Wednesday, August 01, 2007

Silver Spring: A Public Forum

You remember a month or so ago we were talking about the strange situation in Silver Spring, where a corporation claimed that it owned a chunk of downtown and wasn't going to let people take photographs there. July Fourth a couple hundred photographers showed up, doing my rebellious little heart good.

Well, now the County Attorney has issued a ruling on the matter. It's eight pages long, but you get the whole thing, really, on page 1:
QUESTION

Do Ellsworth Drive, and its adjoining sidewalks and walkways, and other public areas (collectively, "Ellsworth Drive") constitute public fora such that PFA Silver Spring, LC, is limited in implementing restrictions on the First Amendment rights of users of Ellsworth Drive?

ANSWER

Ellsworth Drive constitutes a public forum. Thus, PFA Silver Spring, LC may only implement reasonable time, place, and manner restrictions on protected speech which are content-neutral, narrowly tailored to serving a significant purpose, and which allow for reasonable alternative avenues of expression, or content-based restrictions which are narrowly tailored to serving a compelling purpose.

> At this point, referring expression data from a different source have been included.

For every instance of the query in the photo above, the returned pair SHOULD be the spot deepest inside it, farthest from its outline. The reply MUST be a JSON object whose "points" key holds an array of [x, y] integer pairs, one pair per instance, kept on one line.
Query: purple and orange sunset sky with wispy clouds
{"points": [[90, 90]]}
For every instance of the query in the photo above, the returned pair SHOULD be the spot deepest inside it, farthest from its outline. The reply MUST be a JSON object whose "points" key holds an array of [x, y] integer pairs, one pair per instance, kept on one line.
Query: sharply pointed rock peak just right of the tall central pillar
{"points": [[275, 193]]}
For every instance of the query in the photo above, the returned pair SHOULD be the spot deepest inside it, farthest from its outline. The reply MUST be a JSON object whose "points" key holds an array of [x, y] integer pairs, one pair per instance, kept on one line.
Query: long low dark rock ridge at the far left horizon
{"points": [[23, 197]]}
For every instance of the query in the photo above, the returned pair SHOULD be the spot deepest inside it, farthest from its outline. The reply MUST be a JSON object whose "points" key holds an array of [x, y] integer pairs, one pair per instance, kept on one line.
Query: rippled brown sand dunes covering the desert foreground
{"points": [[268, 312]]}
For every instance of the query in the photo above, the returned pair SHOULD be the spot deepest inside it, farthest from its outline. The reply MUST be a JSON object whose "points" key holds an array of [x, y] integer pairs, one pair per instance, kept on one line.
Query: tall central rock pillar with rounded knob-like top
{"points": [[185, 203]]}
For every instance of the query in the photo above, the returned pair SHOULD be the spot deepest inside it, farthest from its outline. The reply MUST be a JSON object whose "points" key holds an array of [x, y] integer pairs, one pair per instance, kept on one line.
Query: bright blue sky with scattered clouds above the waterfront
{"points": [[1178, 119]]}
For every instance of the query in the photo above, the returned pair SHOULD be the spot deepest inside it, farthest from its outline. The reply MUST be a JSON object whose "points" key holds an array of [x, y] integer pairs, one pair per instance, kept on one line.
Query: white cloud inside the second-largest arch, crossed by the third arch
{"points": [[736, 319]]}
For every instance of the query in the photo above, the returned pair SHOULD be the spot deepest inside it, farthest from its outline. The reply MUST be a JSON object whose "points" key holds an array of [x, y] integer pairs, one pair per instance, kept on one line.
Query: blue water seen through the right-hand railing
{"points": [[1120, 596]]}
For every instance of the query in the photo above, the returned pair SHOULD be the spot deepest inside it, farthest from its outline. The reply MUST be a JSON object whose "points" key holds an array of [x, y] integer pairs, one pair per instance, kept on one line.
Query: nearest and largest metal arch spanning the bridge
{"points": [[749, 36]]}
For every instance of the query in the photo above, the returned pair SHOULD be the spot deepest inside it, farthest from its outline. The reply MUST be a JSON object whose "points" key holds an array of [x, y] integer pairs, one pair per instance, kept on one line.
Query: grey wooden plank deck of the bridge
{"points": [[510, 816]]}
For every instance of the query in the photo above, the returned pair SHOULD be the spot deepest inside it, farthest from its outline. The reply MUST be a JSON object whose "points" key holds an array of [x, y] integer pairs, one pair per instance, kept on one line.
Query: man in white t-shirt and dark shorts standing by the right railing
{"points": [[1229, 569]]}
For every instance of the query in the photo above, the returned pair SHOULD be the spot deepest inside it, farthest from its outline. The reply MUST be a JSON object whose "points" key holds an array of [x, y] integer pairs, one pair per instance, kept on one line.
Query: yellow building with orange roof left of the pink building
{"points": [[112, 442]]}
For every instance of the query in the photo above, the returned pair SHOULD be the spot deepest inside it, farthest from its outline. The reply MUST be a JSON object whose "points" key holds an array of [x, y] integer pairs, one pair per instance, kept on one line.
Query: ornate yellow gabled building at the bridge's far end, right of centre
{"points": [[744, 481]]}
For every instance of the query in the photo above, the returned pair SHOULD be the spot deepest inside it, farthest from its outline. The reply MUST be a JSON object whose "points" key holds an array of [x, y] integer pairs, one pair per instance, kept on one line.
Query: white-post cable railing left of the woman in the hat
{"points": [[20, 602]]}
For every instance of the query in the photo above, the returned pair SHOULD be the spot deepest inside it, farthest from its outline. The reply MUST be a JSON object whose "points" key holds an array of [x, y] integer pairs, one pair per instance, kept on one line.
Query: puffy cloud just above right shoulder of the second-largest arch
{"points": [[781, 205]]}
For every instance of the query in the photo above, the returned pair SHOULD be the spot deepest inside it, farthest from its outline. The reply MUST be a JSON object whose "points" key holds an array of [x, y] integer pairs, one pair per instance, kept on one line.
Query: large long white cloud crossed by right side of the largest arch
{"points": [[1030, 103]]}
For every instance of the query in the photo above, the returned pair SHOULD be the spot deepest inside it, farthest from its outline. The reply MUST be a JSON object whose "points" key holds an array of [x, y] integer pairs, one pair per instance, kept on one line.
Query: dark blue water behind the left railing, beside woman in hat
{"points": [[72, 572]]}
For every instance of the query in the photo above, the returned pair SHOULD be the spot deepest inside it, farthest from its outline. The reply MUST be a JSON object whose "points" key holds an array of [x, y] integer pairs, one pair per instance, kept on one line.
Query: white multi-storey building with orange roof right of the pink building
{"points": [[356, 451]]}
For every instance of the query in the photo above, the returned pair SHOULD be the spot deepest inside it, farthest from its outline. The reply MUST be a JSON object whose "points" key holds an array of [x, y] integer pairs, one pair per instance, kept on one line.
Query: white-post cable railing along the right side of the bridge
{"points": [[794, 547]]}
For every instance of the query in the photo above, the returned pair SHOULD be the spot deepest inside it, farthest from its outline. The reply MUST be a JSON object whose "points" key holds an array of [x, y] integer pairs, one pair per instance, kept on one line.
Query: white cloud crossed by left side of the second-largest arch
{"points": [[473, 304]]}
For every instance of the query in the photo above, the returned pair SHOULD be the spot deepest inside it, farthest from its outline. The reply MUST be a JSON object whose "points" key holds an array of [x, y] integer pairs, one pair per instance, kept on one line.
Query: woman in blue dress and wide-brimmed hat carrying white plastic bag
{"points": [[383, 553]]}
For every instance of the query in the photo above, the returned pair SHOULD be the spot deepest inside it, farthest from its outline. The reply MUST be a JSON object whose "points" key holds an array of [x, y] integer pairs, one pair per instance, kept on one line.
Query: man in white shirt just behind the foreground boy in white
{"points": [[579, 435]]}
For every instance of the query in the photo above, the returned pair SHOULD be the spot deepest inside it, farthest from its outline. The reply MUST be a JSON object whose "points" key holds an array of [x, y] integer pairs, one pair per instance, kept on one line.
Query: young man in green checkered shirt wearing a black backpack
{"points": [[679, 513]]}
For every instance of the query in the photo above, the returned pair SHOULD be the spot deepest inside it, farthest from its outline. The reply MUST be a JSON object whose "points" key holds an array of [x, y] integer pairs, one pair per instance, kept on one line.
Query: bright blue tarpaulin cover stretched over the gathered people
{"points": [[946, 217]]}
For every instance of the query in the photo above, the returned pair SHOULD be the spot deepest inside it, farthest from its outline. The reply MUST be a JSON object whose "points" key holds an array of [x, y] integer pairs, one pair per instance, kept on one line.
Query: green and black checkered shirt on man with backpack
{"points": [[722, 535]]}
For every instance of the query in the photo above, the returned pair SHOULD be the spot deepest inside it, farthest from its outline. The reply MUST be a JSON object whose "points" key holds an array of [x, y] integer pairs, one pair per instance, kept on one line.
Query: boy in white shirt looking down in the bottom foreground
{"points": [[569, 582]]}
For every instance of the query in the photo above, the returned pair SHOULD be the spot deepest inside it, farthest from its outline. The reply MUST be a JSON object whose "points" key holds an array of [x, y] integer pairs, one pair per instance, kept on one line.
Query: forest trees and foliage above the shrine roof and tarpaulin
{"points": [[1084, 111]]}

Office of the County Attorney

The Washington Post's Marc Fisher has been watching this story. He elaborates:
In an elegantly reasoned and clear opinion, Assistnt County Attorney Nowelle Ghahhari reminds the Peterson Companies, the developers of the highly successful downtown project, that the land upon which their development sits is public and that the developer has the right only to close Ellsworth Drive to vehicular traffic from time to time, not pedestrian traffic. Citing court cases in which judges have defined public fora as "those places which 'by long tradition or by government fiat have been devoted to assembly and debate'," the opinion says that streets and sidewalks are clearly such public places. Photo Freedom Update: MoCo Tells Silver Spring Developer to Let People Shoot

This makes me feel a little better. People over here in Rockville were looking at our lovely new Town Center, wondering if there was going to be a problem there, too -- and where else? You could just imagine a kind of situation where corporations owned all the public space, and your Constitutional rights didn't apply anywhere.

Looks like that's not going to happen, in Montgomery County at least.